Iranian sources note that is the first time in Iran’s 30-year Islamic revolution that a military leader has gone to the extreme lengths of threatening to strike US and British military targets, a measure of the damage the regime and Guards suffered from the suicide attack, which has since been condemned and denied by Washington.

 

Jafari expanded on his charge by saying: “New evidence has been obtained proving the link between yesterday’s terror attack and the US, British and Pakistani intelligence services.” He spoke of evidence showing that all three supported the group. “A delegation would soon travel to Pakistan to present it,” he said.

 

A military official in Tehran then suggested Iran might launch a military thrust into Pakistan against the group blamed for the attack. Lawmaker Payman Forouzesh said: “There is even unanimity that these operations (could) take place in Pakistan territory.”

 

Tehran accuses the Sunni secessionist terrorist group Jundallah of Baluchistan, which is fighting for the predominantly Sunni province’s independence, of carrying out the suicide bombing in provincial town of Pisheen near the Pakistan and Afghanistan borders. In the past, Tehran has charged the Pakistani Inter-Service Intelligence agency and the CIA of supporting the group. It has carried out a string of terrorist attacks on regime and Shiite targets including in 2007 a failed assassination attempt on president Mahmoud Ahmadinejad.

 

Sources report that Tehran will have to make good on its threats without too much delay or lose face among the political and ethnic minority dissidents plaguing on the regime, especially those who rose up in protest against the tainted June 20 presidential election. Hesitation will be seen as weakness.

 

Past Iranian reprisals were usually carried against the US or Britain indirectly in the Persian Gulf or by local Islamic surrogates like Hizballah in Iraq.

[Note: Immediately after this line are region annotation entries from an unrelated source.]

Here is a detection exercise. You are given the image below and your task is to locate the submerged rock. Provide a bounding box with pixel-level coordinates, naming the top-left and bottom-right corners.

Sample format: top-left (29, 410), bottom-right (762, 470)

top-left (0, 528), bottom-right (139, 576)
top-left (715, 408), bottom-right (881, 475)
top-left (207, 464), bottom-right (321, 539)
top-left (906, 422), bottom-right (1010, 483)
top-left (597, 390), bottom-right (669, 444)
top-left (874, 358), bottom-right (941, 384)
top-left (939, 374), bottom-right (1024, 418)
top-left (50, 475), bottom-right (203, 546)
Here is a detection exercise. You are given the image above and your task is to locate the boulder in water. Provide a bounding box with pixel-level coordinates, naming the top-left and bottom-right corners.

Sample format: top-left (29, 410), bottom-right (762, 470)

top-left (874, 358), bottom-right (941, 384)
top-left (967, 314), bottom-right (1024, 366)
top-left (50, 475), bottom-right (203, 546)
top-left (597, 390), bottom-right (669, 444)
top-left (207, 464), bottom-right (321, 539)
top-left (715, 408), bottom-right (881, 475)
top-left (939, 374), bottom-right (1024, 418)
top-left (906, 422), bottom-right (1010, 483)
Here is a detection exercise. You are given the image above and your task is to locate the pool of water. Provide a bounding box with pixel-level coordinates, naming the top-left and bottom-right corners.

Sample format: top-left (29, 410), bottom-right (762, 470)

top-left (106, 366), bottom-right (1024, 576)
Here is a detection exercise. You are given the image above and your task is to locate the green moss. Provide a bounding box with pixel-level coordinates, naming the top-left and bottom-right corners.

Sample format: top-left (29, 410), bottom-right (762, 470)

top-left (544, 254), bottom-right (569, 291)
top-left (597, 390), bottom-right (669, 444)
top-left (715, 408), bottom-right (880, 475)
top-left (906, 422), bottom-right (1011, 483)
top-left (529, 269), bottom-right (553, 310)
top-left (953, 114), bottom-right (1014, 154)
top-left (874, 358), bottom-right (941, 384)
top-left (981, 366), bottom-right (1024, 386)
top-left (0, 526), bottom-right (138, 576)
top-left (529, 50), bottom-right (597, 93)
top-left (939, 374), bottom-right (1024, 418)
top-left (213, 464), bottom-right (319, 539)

Jafari’s words point to a more direct showdown this time by the IRGC or its terrorist arm al Qods.

 

The current Iranian bombast is the latest and most vociferous so far, and occurs as Iran opens negotiation on its “yellow cake” uranium stockpile. Should IRGC carry through on its threats it would mark a sharp escalation greatly increasing the threat oif a wider war in the region. In addition it sharpens the debate inside Iran on  taking what is believed to be the final step that could trigger the assembly of a nuclear weapon.      Pakistan already has a nuclear arsenal containing scores of warheads.

There Are 2 Responses So Far. »

  1. Richard…That’s a bad scenario you paint. There is nothing worse that I can think of than the prospect of two politically immature, tribal nations like Pakistan and Iran, lobbing nuclear warheads at each other.

    Perhaps Nostradamus was right after all.

  2. Slowsmile:
    It is scary stuff. All that religious, racial, and ideologicalk hatred bubbling and boil. Somebody’s going to get and use a nuke.